Protected status program for Haitian immigrants in the United States gets under way

By AP
Thursday, January 21, 2010

US offers protected status for Haitian immigrants

NEWARK, N.J. — Haitians living in the United States started applying Thursday for a government program offering qualified immigrants the chance to legally remain in the country and get work permits.

Under the temporary protected status program, or TPS, eligible participants have an 18-month reprieve during which they can work to send money back to Haiti and help family members struggling in the aftermath of the devastating earthquake.

Immigrant rights groups, community centers and churches in Haitian communities from Miami to Newark, N.J., were inundated with inquiries about TPS on Thursday, the first day of the program.

Staff at Haitian Women of Miami were trying to cope with the overwhelming number of people seeking help with their TPS applications by making appointments. The small offices in the city’s Little Haiti neighborhood opened over the weekend to schedule those appointments, which are booked through March, said Evelt Jeudy, the nonprofit’s immigration policy adviser.

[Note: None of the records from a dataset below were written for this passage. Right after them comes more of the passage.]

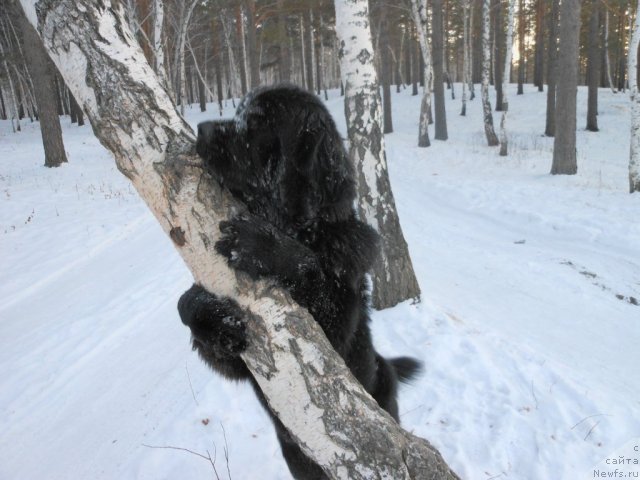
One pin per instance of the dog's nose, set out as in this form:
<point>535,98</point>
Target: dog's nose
<point>205,131</point>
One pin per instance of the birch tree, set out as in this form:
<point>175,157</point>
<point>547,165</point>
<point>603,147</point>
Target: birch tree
<point>438,74</point>
<point>466,68</point>
<point>153,146</point>
<point>552,67</point>
<point>492,138</point>
<point>504,148</point>
<point>564,144</point>
<point>634,154</point>
<point>594,58</point>
<point>393,276</point>
<point>42,72</point>
<point>419,10</point>
<point>607,60</point>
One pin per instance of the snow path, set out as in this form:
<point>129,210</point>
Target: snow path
<point>530,358</point>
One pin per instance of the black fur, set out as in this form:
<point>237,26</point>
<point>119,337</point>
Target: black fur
<point>283,157</point>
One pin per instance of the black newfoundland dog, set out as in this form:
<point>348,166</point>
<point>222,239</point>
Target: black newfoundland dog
<point>283,157</point>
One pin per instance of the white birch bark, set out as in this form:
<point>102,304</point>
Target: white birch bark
<point>306,383</point>
<point>12,101</point>
<point>233,64</point>
<point>607,61</point>
<point>158,45</point>
<point>489,131</point>
<point>419,10</point>
<point>634,153</point>
<point>187,11</point>
<point>472,90</point>
<point>303,59</point>
<point>465,54</point>
<point>393,276</point>
<point>504,148</point>
<point>312,54</point>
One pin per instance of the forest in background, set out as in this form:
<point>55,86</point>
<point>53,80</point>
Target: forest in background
<point>212,51</point>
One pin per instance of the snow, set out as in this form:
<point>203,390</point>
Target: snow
<point>527,326</point>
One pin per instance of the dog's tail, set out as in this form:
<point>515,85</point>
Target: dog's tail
<point>406,368</point>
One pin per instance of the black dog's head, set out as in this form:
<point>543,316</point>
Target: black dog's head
<point>282,155</point>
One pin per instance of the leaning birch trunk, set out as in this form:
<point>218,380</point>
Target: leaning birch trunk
<point>472,90</point>
<point>182,40</point>
<point>465,55</point>
<point>393,276</point>
<point>11,100</point>
<point>305,382</point>
<point>634,154</point>
<point>607,61</point>
<point>504,141</point>
<point>419,9</point>
<point>158,46</point>
<point>492,138</point>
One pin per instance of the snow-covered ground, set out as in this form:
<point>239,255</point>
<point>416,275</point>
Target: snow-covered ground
<point>527,324</point>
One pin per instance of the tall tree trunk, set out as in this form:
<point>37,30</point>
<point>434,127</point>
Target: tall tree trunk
<point>311,50</point>
<point>504,142</point>
<point>438,73</point>
<point>497,51</point>
<point>564,145</point>
<point>303,53</point>
<point>78,114</point>
<point>216,45</point>
<point>521,51</point>
<point>242,61</point>
<point>472,54</point>
<point>158,46</point>
<point>385,70</point>
<point>419,9</point>
<point>284,62</point>
<point>465,54</point>
<point>634,153</point>
<point>492,138</point>
<point>393,276</point>
<point>607,60</point>
<point>252,44</point>
<point>593,66</point>
<point>538,74</point>
<point>552,69</point>
<point>321,58</point>
<point>42,73</point>
<point>12,100</point>
<point>189,205</point>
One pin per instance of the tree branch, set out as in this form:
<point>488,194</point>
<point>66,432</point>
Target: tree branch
<point>305,382</point>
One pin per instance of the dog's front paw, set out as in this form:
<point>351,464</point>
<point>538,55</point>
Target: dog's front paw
<point>247,243</point>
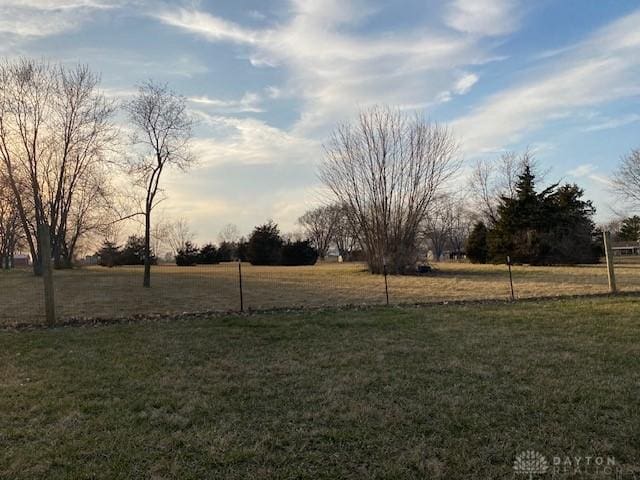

“I can’t say we’re getting calls on a daily basis. It’s every second that we’re getting calls about TPS,” Jeudy said. He planned to see about 50 TPS applicants Thursday.

The small waiting room was filled with a mix of TPS applicants and frantic people seeking help getting medical aid to family members in Port-au-Prince.

“Haitians have paid a heavy price for TPS,” said Soeurette Camille, 54. “We have paid with our families’ lives. I have lost my house (in Port-au-Prince).” She has lived in Miami without legal documentation for the past two years after her appeal for political asylum was denied and other work permits expired.

Camille is eager to get back to work so she can send money to relatives in Haiti. She would prefer permanent residency, but TPS is better than nothing. “Even if they just offered me a month, I would take it,” she said. “I consider TPS to be a lifeline for the Haitian people.”

U.S. immigration officials anticipate 100,000 to 200,000 Haitians may apply for the program. Application fees can run as much as $470. Applicants must have been in the U.S. on or before Jan. 12, the day of the earthquake, to be eligible. Anyone convicted of a felony or two or more misdemeanors in the U.S. is ineligible to apply.

At Catholic Charities in Newark, immigration specialists were extending their office hours late into Thursday to try to accommodate those seeking help with TPS. They were also coordinating with other immigration groups throughout the New York metropolitan area to widen TPS outreach and solicit volunteer lawyers to help with applications.

Twenty-seven-year-old Max Pointdujour, a Haitian immigrant living in Montclair, N.J., was one of the first in line Thursday at Catholic Charities to get help applying for TPS. Despite a pending application for asylum, Pointdujour said he hoped TPS would allow him to get a job faster, so he can start sending money to his family.

“They need food, they need dress because the situation in Haiti right now is very bad,” he said, adding that family members were complaining that the only goods available in Haiti were going for 10 times the normal price.

“They are waiting for my help,” he said. “I want to work just now, after I finish getting the TPS, and help them down there in Haiti.”

Associated Press Writer Jennifer Kay in Miami contributed to this report.